Митрополит Даниил обличал Максима, всю жизнь боровшегося против суеверий, в том, что он волховал против великого князя, «хвалился» ворожбой и «чернокнижными волховании еллинскими и жыдовскими». Помимо абсурдных, явно сочиненных обвинений, Святогорцу попомнили все его «грехи», поставив в вину то, что он, как и Вассиан, «укоряет и хулит» церковные стяжания и русских чудотворцев, этими стяжаниями увлекавшихся.

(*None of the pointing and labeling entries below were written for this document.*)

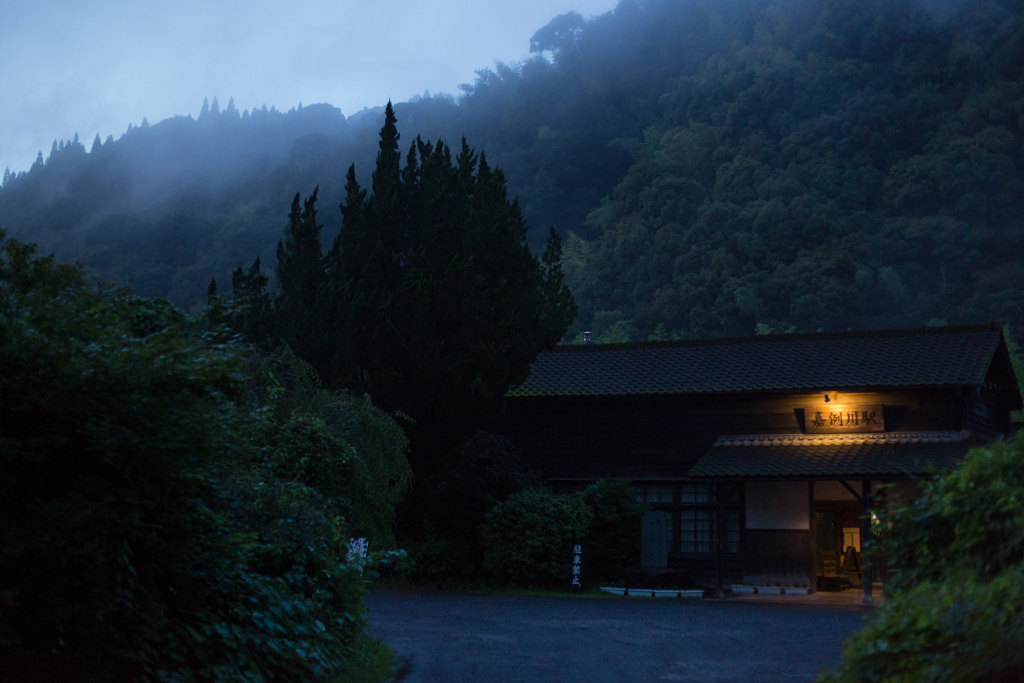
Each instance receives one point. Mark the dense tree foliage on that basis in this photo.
(957, 608)
(528, 539)
(847, 165)
(430, 299)
(167, 510)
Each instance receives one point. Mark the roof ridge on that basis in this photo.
(724, 341)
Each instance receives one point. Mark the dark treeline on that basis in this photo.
(714, 168)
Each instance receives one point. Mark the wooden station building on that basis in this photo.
(761, 454)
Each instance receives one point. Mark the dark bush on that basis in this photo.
(956, 611)
(528, 539)
(143, 534)
(482, 472)
(612, 541)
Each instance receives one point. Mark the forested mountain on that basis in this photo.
(715, 168)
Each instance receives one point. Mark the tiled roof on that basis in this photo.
(926, 356)
(854, 456)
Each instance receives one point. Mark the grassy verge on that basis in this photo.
(376, 663)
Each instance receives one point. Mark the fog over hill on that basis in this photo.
(715, 168)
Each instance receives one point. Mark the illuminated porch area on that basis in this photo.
(811, 500)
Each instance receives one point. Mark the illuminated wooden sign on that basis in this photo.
(838, 418)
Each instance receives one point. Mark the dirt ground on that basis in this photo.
(469, 638)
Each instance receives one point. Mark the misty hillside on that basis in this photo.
(715, 167)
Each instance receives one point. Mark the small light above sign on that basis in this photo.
(838, 418)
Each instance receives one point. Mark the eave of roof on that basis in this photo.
(903, 358)
(847, 456)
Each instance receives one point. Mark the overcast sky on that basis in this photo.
(95, 66)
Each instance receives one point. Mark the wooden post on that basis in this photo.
(720, 497)
(812, 577)
(884, 539)
(865, 535)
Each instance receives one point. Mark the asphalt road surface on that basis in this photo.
(485, 638)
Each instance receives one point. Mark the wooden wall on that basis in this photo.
(663, 437)
(772, 555)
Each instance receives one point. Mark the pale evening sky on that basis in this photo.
(94, 66)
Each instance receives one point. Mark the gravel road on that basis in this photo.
(462, 638)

Попомнили и то, что Грек укорял великого князя за трусость; якобы он говорил о Василии следующее: «Коли он от крымскаго бежал, а от турскаго ему как не бежа-ти?»[551]
   По знакомой из новейшей истории логике Святогорца обвинили… в шпионаже в пользу Турции. Максим в свое время встречался и переписывался с послом турецкого султана греком по национальности Скиндером. Этого оказалось достаточно для нелепого обвинения. Максим якобы хотел наускать турецкого султана, «послал людей своих на великого князя землю морем в караблех».

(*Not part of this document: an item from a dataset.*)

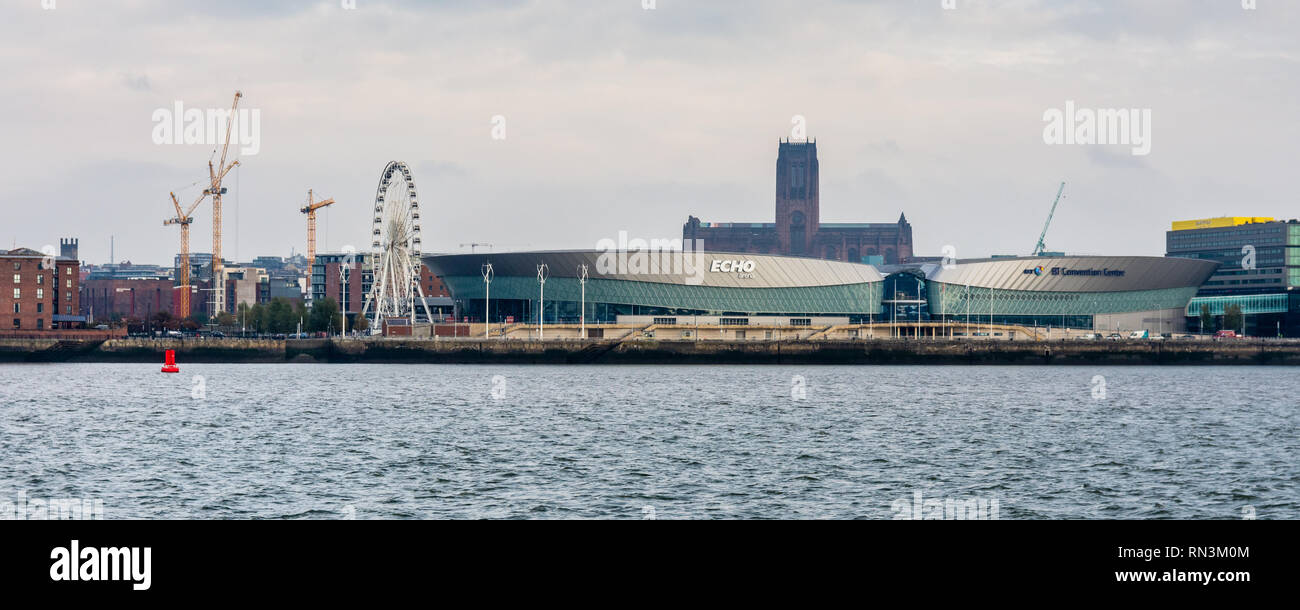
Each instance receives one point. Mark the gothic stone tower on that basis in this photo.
(797, 197)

   Собор осудил и помощников Максима Грека. Пощадили только престарелого Дмитрия Герасимова, который незадолго до судилища вернулся из Рима, куда был направлен для переговоров с папой. Исаака Собаку сослали в новгородский Юрьев монастырь, Михаила Медоварцева – под надзор в Коломну, переводчика Силуана – на Соловки. Сам Святогорец был отправлен в тверской Отрочь монастырь под опеку еще одного Волоцкого питомца – епископа Акакия. Ну а Вассиан Патрикеев добился особой чести – его заключили в Волоцкий монастырь, где в скором времени он был благополучно замучен торжествующими стяжателями.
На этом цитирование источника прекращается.